If it’s “Free Cone Day” at Ben & Jerry’s, we want to know about it — especially if we’re within walking distance (#ChunkyMonkey). If a store is closed due to a holiday or open on Christmas Day, we want our maps to tell us. And if a store nearby has a can’t miss sale on a product we’ve been researching, we want an alert about that too.

For retailers, the smartphone creates new opportunities to capture consumer attention in the moments that matter. As a result, it seeks out every opportunity to publish digital knowledge in real-time about events, sales, specials, and temporary data changes that benefit customers.  Retailers have to keep their brands relevant in the mobile age.

Retail brands that create and publish more specific and more granular data about their people, products, and locations stand to attract more business from the digital universe than those who don’t. You already know this from the world of SEO (Search Engine Optimisation), where the more content you produce and optimise, the more traffic you drive to your website.
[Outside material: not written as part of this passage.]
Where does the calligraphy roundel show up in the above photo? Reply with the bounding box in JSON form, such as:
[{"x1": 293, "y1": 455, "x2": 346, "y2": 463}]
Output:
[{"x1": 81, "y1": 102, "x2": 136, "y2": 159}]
The same is true among the ever-expanding universe of information services. In fact, the heart of Digital Knowledge Management is about optimising your public facts so they appear in more places and drive more visibility and engagement for your brand. However, unlike SEO that relies mostly on the unstructured data of your web pages, these services depend more on structured data, which requires additional granularity and specificity.


As intelligent services evolve and expand, they are creating many more opportunities for brands to provide granular, structured data to satisfy user queries. Such services are happy to have this data. Why? Because they know consumers’ search behaviour will continue to change.

Think about how differently you search today on your smartphone than you do on your desktop. Now, consider how differently you search when using your voice with Alexa, Cortana, Google, or Siri. With voice search, you’re not seeking a page of results with 10 blue links; you’re seeking answers. And according to former Baidu Chief Scientist, Andrew Ng, by 2020, 50% of all searches will be voice searches — voice searches seek an awful lot of granular information.

Retailers should also add granular data to its social assets in the form of Facebook location Pages, Instagram location tags, and Snapchat geofilters. Why? Because it knows that this granular location data boosts local brand engagement, and that local social engagement drives business.

We all know that first impressions count, don’t give customers a reason to disengage.  Make the most of every opportunity within the digital ecosystem by implementing the following four strategies:

Know where your brand is – Don’t be surprised or caught out.  Make it a recurring task to behave like a customer so that you understand exactly where your brand appears within the digital ecosystem and then work out how to maximise the impact of this presence.

Think about the whole digital ecosystem -  A retailer needs a vibrant and active presence across the whole digital ecosystem.  This isn’t just Google and Facebook, you need to include Snapchat, Instagram, Uber, Bing, car GPS systems, maps, apps, Apple, Yelp etc and keep abreast of innovation within the customer channel.

Improve your digital knowledge management - A retailer must be able to manage and maintain accurate facts and attributes including locations, opening hours, menu options, products, promotions and events, and ensure this data is accurate and represented on web pages per individual locations.  It’s imperative to have a robust internal system to centralise this data or find partners to automate this.  Managing this data manually is extremely labour and time intensive especially if you have hundreds of locations.

Deploy rich localised content – The richer the information about your store, the better.  Include photos and videos, business descriptions, products, service offerings for example, Photo-Me booths, local promotions and events, Snapchat Geofilters etc. 

Create relevant, real-time content – Create an agile strategy that enables the business to continuously deliver fresh content, as fresh content drives prominence.